GIOVEDÌ 6 AGOSTO 2020
di Carlo Arcidiacono
Sofia, Stefania e Fernando
Sono tre volontari del “Comitato Tre Ottobre”. Provenienti da percorsi formativi diversi, hanno risposto tutti e tre alla call riguardante la ricerca di volontari per l’accoglienza dei fruitori del Museo della Fiducia e del Dialogo per il Mediterraneo di Lampedusa. Museo che ospita al suo interno la narrazione del dramma dei migranti attraverso oggetti, opere, foto e video raccolti negli anni in cui quest’isola è diventata “porta d’Europa”.
Ed è una porta lungo via Roma che separa la vita spensierata di una sera d’estate con la storia di donne e uomini, giovani e anziani, musulmani, cristiani e di altre confessioni religiose. Persone che partono verso una terra promessa senza profeti, l’Europa.
Ho incontrato Sofia il primo giorno, quando la nave quarantena GNV Azzurra ha atraccato per la prima volta sull’isola. Casualmente, entrambi eravamo fermi a parlare con dei colleghi di Sky per confrontarci sulla reale situazione che stesse vivendo l’isola.
Sofia scrive per Pressenza Italia e la sua formazione universitaria ed umana l’ha portata, dopo la laurea, da Milano al punto più a sud d’Europa come volontaria. Incrociare mondi diversi su quest’isola è facile e forse anche essenziale per capirne il valore umano e globale che ha assunto negli anni Lampedusa.

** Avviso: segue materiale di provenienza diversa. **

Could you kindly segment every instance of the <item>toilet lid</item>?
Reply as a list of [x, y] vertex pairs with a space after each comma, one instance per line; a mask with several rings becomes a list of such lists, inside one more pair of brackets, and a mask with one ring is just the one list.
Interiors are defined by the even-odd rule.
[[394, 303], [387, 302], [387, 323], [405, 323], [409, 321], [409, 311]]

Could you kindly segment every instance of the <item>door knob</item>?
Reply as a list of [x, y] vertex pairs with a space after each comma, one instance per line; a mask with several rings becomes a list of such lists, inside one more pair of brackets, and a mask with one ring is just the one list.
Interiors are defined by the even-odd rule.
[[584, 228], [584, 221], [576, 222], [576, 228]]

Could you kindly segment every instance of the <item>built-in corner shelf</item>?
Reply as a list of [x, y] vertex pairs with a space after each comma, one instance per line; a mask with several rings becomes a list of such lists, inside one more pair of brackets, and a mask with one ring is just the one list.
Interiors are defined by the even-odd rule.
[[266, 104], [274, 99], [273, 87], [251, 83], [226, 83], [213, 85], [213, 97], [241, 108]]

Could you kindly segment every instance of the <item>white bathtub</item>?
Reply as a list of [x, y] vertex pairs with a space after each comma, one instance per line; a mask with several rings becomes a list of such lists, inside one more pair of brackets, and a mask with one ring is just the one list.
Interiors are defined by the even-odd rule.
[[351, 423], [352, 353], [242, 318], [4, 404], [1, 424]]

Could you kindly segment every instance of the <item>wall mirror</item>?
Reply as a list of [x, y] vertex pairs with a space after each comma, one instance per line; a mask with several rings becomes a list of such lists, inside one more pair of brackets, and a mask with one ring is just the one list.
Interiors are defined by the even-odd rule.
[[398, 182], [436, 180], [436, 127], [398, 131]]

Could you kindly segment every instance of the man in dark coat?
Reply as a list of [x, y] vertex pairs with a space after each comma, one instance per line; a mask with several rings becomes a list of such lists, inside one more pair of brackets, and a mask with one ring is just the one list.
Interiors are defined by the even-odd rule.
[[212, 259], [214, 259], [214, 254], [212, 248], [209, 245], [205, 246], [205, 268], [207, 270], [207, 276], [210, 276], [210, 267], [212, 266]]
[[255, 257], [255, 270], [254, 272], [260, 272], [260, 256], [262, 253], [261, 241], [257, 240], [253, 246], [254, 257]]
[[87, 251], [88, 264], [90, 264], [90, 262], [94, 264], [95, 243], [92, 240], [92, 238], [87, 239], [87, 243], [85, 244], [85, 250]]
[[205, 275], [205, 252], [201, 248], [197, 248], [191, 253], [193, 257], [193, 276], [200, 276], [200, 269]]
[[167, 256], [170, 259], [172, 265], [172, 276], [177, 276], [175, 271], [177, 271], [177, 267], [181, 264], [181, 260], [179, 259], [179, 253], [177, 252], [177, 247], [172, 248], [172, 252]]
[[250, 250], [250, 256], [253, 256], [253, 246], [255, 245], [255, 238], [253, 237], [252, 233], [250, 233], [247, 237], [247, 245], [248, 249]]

Ci sono generazioni, da Nord a Sud d’Italia, che non si sono lasciate contagiare dal nazionalismo e dal razzismo degli anni venti del 2000. Dedicare un momento al silenzio e alla riflessione sulla questione migranti è d’obbligo per chiunque arrivi a Lampedusa. Il museo del Comitato Tre Ottobre è aperto ogni sera e ti mette a nudo una verità che troppo spesso viene cancellata a mezzo stampa e a forza di social.